When I was about ten, we lived next door to my grandmother.  She had two female cats, that I guess it never occurred to anyone to get fixed.  The two cats, Snowball and Patches, were constantly having kittens.  I picked out an orange tabby that summer.  Actually I'm a bit confused on the chronology.  I know I was at least ten and it was very sunny.  So, I'm going with the summer I was ten, possibly the summer after, when I was eleven. 


This orange kitten never got a name, or if it did, I've forgotten it. Anyhow, it was mine. It would come up to the back door and attach itself to the screen and mew.  I don't really know why we couldn't just let the cat in the house, but I was constantly trying to get it stay down and shut up.  One afternoon, my older brother by four years opened the back door, removed the cat and threw it out into the yard.  It picked itself up and came running back to the door.  My brother walked off to his room or wherever.  The cat reattached itself to the screen door.  I did as my brother had done, and threw the cat out into the yard.  


When the kitten left my hand something inside me was released with it.  It was one of the most disturbing feelings, to throw a part of yourself away like that, as if it mattered not in the least.  I watched as the kitten landed on its head.  It picked itself up, shook it's head a little, and walked away.  It didn't come back to the door.  

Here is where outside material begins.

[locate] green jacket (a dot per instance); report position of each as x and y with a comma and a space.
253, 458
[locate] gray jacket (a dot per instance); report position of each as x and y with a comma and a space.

A day or two later my mother came into my room to tell me that my grandmother had found my kitten dead in her back yard.  


With a bit of smirk, she said, "She was afraid you'd be upset."


Her smirk said, to me, "But I know you're not upset over a silly little cat, right?"  


After all, it was just a cat.  There'd be plenty more in the years to come, ones that got names, but always seemed to run away. 


I believed my mom. I didn't get upset.  I just filed it away under the heading "Deal With Later."  It became so easy to slip bits and pieces away in that file over the years. I have only in the past few years been sorting through that file that has grown so large.  Recently I came across the orange kitten, the one that I killed.


I know that I killed that cat.  And most of the time I'm okay with that.  In the big, grand scheme of things, it was just a cat, and I was just a kid. It's not that I don't value that life now, but when you hold it up to the atrocities of history, it doesn't seem so bad.  I'm okay with what I've done, because I think I learned from that moment when a piece of me, of who I was, got thrown out the backdoor with that orange kitten.  


I wanted to be like my brother.  I wanted to please my mother.  This event didn't happen in a vacuum, and I'm not making excuses anymore for anyone.  I'm starting with myself.  I killed that cat.  I'm responsible for that.  I get it. I don't ever want to be responsible for anything so heinous again.  May my children never know what it is like to throw pieces of themselves away.  That is my only wish.  Because, while perhaps you can argue that I was led to that back door, I am the one that let go of myself.

1 comment:

  1. Reading this made my stomach hurt. It gives me a lot to think about regarding some of my own decisions. Thanks for telling this story.